When the U.S. Treasury announced last month that it plans to sell the last of its General Motors stock by the end of the year, it didn’t just mean an end to sneering at “Government Motors.” It marked a triumphant milestone in one of the most successful government programs in modern history.
Five years ago, when President George W. Bush and then President Obama decided to “bail out” the auto industry, congressional reaction ranged from skepticism to open hostility. Southern senators, many of whose states are home to Japanese auto plants, bellowed that Chrysler and GM should be allowed to go straight to traditional bankruptcy.

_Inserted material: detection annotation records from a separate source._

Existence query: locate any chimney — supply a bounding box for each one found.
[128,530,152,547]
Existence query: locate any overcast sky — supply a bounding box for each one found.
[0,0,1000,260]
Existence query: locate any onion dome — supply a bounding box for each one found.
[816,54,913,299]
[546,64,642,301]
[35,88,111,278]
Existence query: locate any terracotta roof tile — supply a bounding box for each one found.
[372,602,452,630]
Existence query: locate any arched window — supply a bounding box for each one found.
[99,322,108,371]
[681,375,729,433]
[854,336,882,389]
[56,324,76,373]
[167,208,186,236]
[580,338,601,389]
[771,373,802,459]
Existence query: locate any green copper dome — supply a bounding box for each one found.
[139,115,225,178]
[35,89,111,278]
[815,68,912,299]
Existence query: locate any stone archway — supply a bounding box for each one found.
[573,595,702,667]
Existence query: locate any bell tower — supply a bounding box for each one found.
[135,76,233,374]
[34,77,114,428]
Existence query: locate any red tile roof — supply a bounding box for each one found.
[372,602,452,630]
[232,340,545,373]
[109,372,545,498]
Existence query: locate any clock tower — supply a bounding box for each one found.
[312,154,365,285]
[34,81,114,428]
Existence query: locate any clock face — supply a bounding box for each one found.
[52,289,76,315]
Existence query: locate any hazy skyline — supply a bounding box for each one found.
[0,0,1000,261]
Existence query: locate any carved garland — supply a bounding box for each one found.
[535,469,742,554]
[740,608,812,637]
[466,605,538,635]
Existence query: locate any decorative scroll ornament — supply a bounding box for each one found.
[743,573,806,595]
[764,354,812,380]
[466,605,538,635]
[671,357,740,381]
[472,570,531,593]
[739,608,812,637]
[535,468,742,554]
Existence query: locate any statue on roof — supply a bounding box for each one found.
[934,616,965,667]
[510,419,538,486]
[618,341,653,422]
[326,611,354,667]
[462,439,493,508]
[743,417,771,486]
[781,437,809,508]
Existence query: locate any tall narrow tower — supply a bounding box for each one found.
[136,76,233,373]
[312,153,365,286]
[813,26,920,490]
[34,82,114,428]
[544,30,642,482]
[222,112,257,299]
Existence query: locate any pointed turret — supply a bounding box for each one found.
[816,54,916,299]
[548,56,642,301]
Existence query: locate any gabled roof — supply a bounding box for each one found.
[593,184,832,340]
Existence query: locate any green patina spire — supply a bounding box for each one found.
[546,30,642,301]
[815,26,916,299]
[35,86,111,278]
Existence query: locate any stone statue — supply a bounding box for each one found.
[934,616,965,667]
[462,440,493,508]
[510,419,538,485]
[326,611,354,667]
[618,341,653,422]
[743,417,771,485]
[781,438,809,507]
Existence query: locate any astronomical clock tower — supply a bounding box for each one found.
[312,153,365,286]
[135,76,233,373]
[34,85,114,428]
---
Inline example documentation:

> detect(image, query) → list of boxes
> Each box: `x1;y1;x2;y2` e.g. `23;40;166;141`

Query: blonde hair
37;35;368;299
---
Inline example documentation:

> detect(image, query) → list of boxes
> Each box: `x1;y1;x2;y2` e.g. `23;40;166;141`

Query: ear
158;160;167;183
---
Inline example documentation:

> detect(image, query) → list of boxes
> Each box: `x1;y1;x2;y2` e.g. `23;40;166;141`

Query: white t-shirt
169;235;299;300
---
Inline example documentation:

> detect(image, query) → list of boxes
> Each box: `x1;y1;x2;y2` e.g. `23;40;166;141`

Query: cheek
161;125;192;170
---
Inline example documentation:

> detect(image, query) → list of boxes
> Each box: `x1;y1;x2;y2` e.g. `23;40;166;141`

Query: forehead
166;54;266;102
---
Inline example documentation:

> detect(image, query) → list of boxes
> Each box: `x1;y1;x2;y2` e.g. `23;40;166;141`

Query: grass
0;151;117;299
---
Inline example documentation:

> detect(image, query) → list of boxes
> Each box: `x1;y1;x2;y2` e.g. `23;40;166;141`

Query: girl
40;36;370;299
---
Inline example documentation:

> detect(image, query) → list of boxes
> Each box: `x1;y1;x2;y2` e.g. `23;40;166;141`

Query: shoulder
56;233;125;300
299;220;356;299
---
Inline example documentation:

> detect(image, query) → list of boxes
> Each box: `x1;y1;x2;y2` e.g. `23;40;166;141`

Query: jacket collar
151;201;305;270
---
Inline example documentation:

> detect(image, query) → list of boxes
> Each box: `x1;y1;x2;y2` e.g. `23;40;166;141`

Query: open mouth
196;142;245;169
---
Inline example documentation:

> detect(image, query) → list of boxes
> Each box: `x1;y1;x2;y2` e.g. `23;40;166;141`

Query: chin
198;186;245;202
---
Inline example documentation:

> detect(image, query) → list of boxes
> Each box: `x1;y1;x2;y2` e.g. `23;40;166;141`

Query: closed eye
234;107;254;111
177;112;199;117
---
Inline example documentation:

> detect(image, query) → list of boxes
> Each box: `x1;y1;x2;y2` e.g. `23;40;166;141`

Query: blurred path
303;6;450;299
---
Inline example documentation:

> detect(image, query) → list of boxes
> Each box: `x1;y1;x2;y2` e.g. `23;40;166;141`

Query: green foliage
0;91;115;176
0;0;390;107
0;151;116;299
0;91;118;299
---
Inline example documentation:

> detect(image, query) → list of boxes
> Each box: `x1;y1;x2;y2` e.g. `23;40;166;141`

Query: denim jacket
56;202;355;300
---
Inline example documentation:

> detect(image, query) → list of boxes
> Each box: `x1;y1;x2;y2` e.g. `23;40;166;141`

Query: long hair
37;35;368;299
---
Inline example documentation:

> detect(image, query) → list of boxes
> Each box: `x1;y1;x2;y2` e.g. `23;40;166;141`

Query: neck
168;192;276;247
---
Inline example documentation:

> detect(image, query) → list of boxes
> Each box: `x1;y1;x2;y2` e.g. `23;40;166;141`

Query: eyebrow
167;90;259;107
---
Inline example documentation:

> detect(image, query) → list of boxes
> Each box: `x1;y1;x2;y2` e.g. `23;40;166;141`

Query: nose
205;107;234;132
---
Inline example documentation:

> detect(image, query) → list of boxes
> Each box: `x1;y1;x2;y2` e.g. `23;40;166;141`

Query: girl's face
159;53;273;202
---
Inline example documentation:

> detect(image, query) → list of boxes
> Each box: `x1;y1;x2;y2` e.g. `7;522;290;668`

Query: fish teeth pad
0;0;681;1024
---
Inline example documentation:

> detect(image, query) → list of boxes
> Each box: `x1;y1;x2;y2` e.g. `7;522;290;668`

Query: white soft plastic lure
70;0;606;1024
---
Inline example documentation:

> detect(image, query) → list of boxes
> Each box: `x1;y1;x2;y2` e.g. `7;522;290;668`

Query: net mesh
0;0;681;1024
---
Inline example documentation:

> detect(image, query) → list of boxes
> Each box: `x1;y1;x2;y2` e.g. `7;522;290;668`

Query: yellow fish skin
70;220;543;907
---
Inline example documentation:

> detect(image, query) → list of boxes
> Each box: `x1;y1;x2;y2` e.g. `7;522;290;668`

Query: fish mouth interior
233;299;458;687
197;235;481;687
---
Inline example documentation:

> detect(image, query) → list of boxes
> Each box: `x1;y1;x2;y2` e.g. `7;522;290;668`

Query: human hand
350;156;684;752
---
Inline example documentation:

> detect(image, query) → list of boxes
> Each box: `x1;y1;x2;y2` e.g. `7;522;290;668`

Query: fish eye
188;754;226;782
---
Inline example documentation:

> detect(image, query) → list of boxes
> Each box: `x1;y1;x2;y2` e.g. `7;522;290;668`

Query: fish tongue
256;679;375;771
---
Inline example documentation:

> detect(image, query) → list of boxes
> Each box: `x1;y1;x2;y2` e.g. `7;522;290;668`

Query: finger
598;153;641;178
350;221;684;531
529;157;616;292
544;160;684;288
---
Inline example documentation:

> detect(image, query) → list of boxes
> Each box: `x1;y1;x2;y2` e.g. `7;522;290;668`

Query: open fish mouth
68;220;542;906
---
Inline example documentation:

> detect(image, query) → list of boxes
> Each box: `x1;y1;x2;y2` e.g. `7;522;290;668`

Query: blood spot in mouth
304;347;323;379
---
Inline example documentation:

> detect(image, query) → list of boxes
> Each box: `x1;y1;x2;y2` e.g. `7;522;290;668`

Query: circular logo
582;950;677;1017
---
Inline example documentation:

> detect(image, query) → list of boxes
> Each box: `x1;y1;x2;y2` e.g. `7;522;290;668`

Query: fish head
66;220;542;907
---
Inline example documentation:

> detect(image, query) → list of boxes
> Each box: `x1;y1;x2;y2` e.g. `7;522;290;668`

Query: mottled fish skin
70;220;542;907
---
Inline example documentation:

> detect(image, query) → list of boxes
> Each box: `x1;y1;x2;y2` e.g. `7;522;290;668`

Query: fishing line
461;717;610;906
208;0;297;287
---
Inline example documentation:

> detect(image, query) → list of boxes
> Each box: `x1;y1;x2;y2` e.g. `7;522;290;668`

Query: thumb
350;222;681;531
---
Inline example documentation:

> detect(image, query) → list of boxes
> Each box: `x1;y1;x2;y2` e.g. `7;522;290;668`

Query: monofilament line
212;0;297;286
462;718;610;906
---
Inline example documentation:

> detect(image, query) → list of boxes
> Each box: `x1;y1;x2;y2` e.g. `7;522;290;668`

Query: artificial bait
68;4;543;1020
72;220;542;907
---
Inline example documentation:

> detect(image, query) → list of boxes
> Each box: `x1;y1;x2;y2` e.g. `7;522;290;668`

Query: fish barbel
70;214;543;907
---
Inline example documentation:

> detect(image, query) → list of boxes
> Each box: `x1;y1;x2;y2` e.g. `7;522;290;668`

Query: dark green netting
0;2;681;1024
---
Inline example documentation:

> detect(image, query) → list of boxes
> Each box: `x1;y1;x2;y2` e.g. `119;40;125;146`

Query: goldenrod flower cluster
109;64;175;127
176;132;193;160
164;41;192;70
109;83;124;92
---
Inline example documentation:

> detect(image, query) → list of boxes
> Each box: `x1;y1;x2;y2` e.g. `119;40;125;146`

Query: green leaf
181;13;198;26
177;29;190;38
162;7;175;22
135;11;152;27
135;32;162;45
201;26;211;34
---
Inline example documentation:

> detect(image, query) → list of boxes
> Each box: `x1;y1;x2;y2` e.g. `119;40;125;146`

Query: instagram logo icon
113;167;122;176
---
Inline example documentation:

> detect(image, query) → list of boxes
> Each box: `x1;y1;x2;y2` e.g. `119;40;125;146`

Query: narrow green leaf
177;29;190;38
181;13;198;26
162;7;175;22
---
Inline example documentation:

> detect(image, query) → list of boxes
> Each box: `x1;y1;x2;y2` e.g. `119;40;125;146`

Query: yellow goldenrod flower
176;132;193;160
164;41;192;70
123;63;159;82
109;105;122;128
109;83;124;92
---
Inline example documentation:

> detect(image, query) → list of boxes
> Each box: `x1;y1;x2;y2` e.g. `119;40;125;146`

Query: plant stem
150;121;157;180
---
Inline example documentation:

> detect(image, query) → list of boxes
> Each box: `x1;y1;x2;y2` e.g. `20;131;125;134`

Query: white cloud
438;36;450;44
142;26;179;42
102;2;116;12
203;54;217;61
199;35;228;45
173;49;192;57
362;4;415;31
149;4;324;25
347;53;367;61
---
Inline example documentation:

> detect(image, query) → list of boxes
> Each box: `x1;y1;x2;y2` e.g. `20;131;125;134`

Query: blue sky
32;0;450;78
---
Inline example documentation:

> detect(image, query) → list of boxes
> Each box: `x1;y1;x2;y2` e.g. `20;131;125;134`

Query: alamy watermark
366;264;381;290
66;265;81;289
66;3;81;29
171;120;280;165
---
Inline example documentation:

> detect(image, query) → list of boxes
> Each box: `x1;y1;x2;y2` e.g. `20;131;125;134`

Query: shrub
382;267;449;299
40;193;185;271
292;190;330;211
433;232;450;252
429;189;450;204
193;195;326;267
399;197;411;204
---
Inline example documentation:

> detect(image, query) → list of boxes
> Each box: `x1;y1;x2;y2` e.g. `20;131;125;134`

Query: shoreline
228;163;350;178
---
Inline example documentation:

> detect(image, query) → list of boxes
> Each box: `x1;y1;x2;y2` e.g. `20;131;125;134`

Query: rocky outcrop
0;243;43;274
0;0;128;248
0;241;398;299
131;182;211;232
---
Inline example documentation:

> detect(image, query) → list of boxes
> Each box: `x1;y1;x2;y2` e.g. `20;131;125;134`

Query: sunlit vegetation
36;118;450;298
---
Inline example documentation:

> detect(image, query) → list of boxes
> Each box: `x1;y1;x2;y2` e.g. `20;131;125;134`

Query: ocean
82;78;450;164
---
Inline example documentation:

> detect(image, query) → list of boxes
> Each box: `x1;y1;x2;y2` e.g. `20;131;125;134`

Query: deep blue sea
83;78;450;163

Had that happened, it would likely have wiped out Ford Motor Co. as well, since the domestic automakers depend on common suppliers. The Center for Automotive Research estimated that as many as 3 million jobs might be lost.
Fortunately, the two presidents made the right choice. Taxpayers spent $49.5 billion to help GM stay afloat through a cushioned bankruptcy. Stock prices fluctuate, but in the end, the GM bailout will have cost the U.S. Treasury about $10 billion.
But to say that taxpayers “lost” $10 billion on the bailout is like saying you lost $30 because you paid to change the oil in your car, instead of waiting for the engine to seize. Had the domestic auto industry collapsed in 2008-09, the financial cost — and the human misery — would have been incalculable.
Today, GM and Chrysler are solidly profitable, employing tens of thousands of workers and contributing to federal, state, and local tax bases. The auto bailout has been a strategic investment in America’s future — money spent wisely and well.